Mathematics Learning Patterns Across Two Groups of African American Students

L10 11

Views: 63

  • Title: Mathematics Learning Patterns Across Two Groups of African American Students: A Multilevel Approach
  • Author(s): John K. Rugutt, Mohamed A. Nur-Awaleh
  • Publisher: Common Ground Research Networks
  • Collection: Common Ground Research Networks
  • Series: The Learner
  • Journal Title: The International Journal of Learning: Annual Review
  • Keywords: Analysis of Change, Hierarchical Linear Modeling, Multilevel Models, Longitudinal Study, Growth in Mathematics Achievement, Socio-economic Status and Change in Mathematics
  • Volume: 17
  • Issue: 11
  • Date: February 15, 2011
  • ISSN: 1447-9494 (Print)
  • ISSN: 1447-9540 (Online)
  • DOI: https://doi.org/10.18848/1447-9494/CGP/v17i11/47338
  • Citation: Rugutt, John K., and Mohamed A. Nur-Awaleh. 2011. "Mathematics Learning Patterns Across Two Groups of African American Students: A Multilevel Approach." The International Journal of Learning: Annual Review 17 (11): 353-372. doi:10.18848/1447-9494/CGP/v17i11/47338.
  • Extent: 20 pages

All Rights Reserved

Copyright © 2011, Common Ground Research Networks, All Rights Reserved

Abstract

This study investigated individual achievement change over time in mathematics for two groups of Africa American learners, with and without free/reduced cost lunch and whether this differs from student to student.
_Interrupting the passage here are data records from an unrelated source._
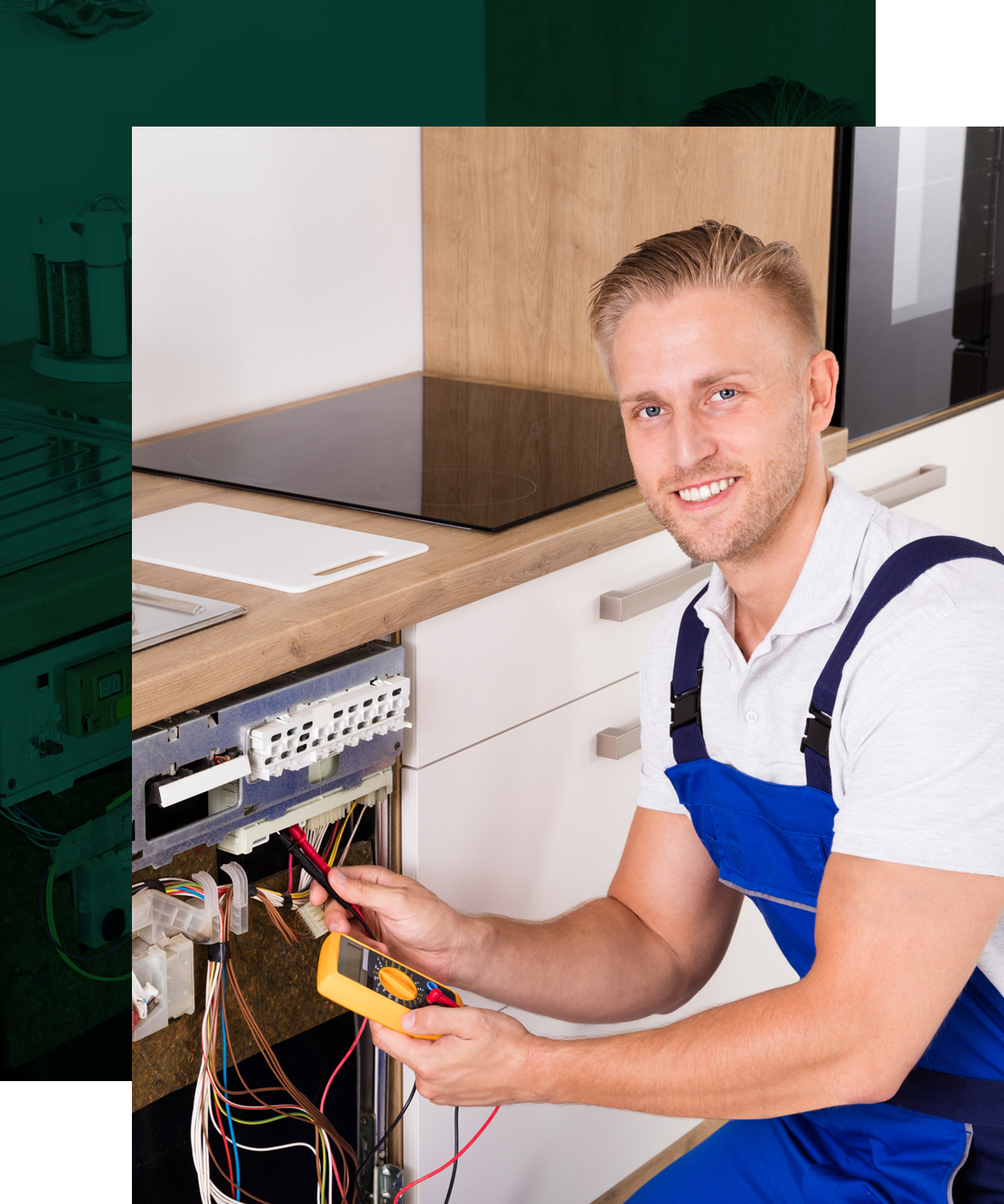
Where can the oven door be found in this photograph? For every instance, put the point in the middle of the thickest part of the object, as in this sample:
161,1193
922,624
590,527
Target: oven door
923,309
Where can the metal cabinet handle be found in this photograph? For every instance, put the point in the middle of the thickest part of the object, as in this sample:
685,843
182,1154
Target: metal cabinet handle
619,606
618,742
927,478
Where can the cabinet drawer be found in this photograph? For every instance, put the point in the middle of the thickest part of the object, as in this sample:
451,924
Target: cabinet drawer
970,445
493,663
529,823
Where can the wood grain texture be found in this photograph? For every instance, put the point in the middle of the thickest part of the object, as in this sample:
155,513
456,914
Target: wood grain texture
626,1188
519,221
283,631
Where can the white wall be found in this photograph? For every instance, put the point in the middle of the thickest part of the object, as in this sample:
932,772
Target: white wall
271,264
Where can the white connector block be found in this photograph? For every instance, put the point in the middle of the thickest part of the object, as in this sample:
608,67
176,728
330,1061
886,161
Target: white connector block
314,731
163,982
322,809
155,915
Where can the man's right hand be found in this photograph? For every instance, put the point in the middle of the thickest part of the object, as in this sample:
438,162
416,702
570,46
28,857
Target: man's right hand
417,927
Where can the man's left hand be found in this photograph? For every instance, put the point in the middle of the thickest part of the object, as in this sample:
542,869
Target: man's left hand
479,1058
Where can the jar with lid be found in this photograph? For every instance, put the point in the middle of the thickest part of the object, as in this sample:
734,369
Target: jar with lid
66,281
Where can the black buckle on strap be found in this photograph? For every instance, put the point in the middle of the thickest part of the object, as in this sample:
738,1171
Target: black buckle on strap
686,707
816,733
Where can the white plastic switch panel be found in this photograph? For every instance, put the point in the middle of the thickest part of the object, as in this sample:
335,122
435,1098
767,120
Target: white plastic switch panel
314,731
321,811
206,779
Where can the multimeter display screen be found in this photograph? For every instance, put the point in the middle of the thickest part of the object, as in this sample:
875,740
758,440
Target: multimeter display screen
351,961
388,978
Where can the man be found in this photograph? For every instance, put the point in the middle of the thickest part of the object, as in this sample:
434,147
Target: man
876,851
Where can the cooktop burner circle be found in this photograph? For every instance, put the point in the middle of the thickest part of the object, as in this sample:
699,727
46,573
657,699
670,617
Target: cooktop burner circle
464,486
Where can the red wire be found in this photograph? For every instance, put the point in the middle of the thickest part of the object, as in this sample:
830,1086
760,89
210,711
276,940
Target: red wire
338,1067
407,1188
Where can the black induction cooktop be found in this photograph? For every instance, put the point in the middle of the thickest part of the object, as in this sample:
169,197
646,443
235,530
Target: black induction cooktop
471,456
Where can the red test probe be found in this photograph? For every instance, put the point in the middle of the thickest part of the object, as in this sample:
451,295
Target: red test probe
296,842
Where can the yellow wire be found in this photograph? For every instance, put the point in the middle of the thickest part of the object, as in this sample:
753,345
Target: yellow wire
341,833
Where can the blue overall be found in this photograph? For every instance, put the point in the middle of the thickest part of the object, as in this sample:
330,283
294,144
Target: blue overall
942,1137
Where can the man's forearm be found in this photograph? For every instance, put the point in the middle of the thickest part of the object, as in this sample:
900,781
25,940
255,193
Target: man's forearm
598,964
768,1055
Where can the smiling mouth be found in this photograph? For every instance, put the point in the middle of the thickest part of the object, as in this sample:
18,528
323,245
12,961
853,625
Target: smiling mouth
706,492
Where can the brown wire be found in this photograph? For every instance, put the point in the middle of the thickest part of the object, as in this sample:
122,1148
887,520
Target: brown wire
344,1150
288,935
317,1116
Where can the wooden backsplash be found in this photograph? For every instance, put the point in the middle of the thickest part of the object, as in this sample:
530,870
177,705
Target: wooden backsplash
519,221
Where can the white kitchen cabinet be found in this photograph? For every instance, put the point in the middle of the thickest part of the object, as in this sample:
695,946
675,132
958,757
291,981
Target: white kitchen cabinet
504,659
971,446
529,823
507,808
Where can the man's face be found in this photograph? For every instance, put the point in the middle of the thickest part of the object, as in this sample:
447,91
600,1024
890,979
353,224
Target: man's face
717,428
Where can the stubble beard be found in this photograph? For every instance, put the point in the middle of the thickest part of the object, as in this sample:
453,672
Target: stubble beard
746,535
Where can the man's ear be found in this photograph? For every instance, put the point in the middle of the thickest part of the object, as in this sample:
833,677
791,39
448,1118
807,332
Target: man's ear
823,372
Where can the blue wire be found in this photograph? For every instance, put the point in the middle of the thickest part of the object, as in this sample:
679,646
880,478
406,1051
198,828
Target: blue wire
225,1096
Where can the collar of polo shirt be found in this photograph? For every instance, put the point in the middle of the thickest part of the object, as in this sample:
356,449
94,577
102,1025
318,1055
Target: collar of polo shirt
823,588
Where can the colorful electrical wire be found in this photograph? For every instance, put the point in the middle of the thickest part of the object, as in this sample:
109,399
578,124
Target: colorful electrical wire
51,924
333,1155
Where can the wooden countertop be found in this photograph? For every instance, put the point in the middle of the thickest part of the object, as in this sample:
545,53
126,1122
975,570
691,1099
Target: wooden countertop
283,631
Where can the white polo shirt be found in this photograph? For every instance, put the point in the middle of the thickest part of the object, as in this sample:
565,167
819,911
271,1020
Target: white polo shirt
916,748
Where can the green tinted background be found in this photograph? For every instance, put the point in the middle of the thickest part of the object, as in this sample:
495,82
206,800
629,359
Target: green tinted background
652,61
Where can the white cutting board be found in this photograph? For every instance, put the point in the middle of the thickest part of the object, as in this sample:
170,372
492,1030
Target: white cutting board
261,550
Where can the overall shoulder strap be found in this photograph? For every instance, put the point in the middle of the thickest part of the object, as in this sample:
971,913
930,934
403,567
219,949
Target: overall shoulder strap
685,690
902,569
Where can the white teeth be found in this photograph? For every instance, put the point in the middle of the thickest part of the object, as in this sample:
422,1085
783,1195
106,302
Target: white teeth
704,492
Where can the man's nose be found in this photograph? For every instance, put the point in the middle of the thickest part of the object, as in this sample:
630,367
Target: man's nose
689,438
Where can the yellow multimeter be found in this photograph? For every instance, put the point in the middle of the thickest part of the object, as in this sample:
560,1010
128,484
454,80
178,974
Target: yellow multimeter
373,985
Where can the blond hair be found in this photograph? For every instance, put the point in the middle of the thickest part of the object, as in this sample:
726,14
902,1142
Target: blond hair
710,256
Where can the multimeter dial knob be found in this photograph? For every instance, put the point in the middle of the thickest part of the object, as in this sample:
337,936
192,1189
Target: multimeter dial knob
396,983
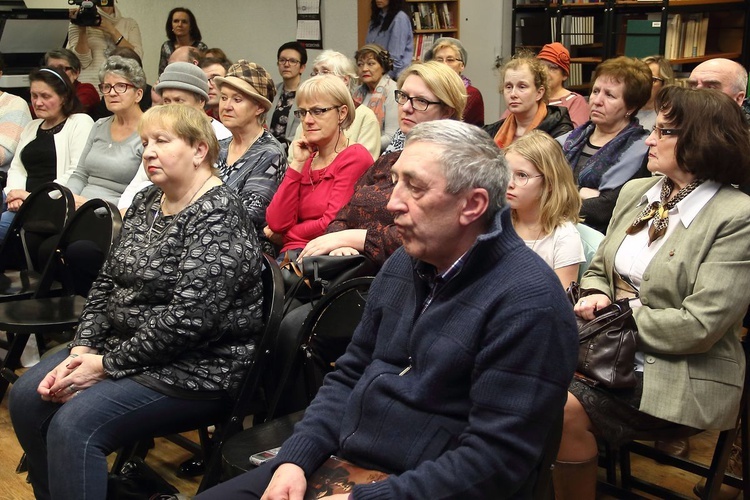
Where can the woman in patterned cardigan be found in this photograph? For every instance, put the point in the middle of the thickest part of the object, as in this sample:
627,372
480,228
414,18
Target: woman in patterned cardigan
169,327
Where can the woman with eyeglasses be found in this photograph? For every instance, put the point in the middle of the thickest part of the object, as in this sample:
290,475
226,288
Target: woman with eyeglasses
662,75
321,178
376,89
451,51
251,162
677,249
49,146
427,91
609,149
544,203
365,129
113,151
525,92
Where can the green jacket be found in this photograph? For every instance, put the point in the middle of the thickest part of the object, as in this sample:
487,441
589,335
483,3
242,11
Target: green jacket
694,294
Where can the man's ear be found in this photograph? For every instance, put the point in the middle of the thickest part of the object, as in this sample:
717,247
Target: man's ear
476,203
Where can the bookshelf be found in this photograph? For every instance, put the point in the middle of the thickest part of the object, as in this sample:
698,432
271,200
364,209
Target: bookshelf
430,21
686,31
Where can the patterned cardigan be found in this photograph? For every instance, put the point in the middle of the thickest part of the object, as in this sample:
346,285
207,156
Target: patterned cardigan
178,304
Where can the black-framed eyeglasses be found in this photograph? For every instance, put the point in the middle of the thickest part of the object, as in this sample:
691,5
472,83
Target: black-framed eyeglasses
522,178
315,112
418,103
120,88
661,132
291,62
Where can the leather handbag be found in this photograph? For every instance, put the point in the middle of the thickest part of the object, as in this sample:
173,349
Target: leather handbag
607,347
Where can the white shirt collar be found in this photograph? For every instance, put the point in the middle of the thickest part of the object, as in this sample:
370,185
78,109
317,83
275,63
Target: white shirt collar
691,205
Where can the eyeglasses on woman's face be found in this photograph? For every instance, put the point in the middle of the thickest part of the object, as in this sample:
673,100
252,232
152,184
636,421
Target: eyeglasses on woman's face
120,87
522,178
418,103
301,113
661,132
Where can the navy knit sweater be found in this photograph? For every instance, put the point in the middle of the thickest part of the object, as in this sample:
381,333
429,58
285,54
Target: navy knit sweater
491,359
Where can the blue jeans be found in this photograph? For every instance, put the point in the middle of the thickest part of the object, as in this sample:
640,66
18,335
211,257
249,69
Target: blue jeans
67,444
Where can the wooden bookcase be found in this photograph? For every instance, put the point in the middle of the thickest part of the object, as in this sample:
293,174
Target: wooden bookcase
600,29
436,19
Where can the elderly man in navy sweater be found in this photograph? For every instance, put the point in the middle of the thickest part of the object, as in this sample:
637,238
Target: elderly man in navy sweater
462,359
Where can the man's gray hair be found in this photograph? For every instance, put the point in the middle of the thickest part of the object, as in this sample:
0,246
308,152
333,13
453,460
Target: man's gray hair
469,157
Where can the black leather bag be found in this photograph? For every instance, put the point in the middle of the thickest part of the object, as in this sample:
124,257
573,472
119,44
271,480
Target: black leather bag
607,347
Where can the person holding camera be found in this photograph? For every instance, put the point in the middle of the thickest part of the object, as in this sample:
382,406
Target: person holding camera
92,33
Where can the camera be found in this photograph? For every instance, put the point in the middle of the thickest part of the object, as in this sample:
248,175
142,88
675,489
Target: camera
87,14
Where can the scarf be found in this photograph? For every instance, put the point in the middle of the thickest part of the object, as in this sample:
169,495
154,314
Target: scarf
377,99
607,156
507,131
659,210
397,143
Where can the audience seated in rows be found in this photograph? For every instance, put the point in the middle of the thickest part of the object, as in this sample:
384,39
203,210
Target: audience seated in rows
320,180
525,92
281,121
365,129
609,149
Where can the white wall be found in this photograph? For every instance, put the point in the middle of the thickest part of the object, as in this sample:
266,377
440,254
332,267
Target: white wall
254,29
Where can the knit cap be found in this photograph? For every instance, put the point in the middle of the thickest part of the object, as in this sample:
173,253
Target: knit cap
184,76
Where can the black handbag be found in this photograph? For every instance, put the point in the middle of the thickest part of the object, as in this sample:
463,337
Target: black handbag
317,274
607,347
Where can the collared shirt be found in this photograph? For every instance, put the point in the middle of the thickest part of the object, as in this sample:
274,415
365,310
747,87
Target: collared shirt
435,280
634,254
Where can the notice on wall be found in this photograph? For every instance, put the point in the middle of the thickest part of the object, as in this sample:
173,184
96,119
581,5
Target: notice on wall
309,27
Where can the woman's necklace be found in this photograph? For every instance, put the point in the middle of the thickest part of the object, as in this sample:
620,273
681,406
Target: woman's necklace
159,213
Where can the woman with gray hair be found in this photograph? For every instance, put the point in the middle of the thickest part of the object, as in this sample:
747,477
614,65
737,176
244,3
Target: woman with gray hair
365,128
113,151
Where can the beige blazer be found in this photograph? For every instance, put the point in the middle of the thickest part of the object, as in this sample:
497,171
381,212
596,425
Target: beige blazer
695,293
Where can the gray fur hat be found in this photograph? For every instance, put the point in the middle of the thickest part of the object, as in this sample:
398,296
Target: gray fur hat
184,76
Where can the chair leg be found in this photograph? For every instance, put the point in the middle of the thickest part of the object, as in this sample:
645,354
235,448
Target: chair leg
12,360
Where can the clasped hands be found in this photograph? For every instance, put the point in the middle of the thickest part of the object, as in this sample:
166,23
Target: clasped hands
75,373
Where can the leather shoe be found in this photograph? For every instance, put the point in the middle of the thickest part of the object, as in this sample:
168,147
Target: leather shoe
677,447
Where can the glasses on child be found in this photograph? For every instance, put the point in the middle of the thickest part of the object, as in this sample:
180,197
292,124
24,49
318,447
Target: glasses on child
120,88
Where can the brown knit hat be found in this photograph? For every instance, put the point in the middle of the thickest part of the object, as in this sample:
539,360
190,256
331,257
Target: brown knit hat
250,79
556,53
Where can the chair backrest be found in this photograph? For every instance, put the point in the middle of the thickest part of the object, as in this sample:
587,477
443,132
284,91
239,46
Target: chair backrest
273,305
591,238
42,215
87,237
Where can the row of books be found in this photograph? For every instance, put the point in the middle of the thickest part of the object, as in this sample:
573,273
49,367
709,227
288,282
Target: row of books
574,30
432,16
423,43
686,36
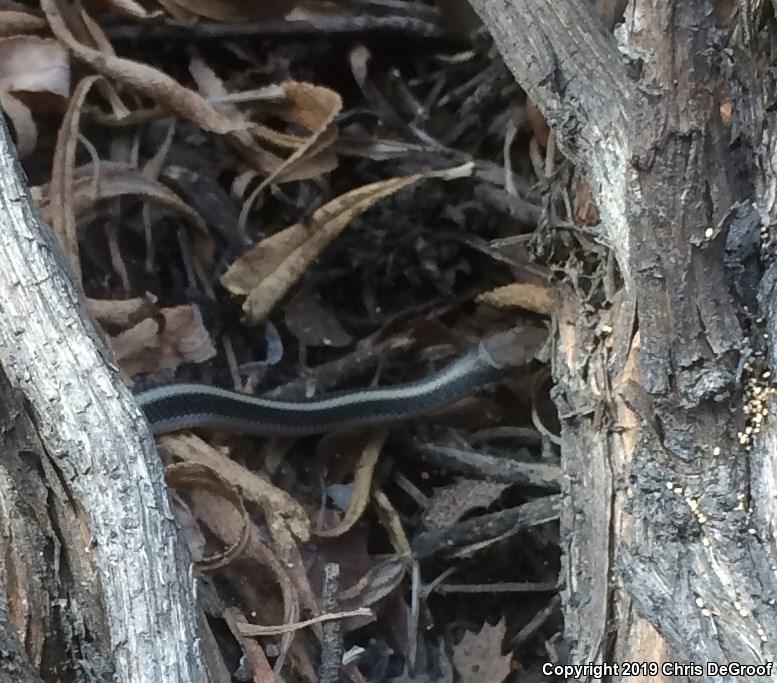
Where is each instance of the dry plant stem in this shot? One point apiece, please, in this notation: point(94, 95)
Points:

The major findings of the study showed that: 1) Initial differences in achievement levels were evident in mathematics at grade 4 with students not on lunch program demonstrating somewhat higher mean scores in mathematics; 2) mathematics intercepts for the two groups of learners (the lunch and non-lunch program) were statistically significant, an indication that students vary significantly in their knowledge of mathematics at entry into grade four; 3) mathematics slopes (rate of change) were positive and statistically significant from zero with the non-lunch group students demonstrating somewhat higher slope parameters in mathematics; 4) the heterogeneity in the regression slopes indicates presence of true individual differences among students’ learning growth rates, thus lending support to differences in students’ mathematics learning rates; 5) the variance estimates of mathematics slopes were statistically significant with students not on lunch program depicting higher variance parameters in mathematics, an indication that students not on lunch program were more variable in their mathematics learning rates than those on lunch program and that these differences were observed at lower grade levels; 6) the correlations between the intercept and slope within lunch programs were positive and statistically significant from zero, an indication that where a student starts in domain achievement is related to his or her future growth (mean level) in mathematics.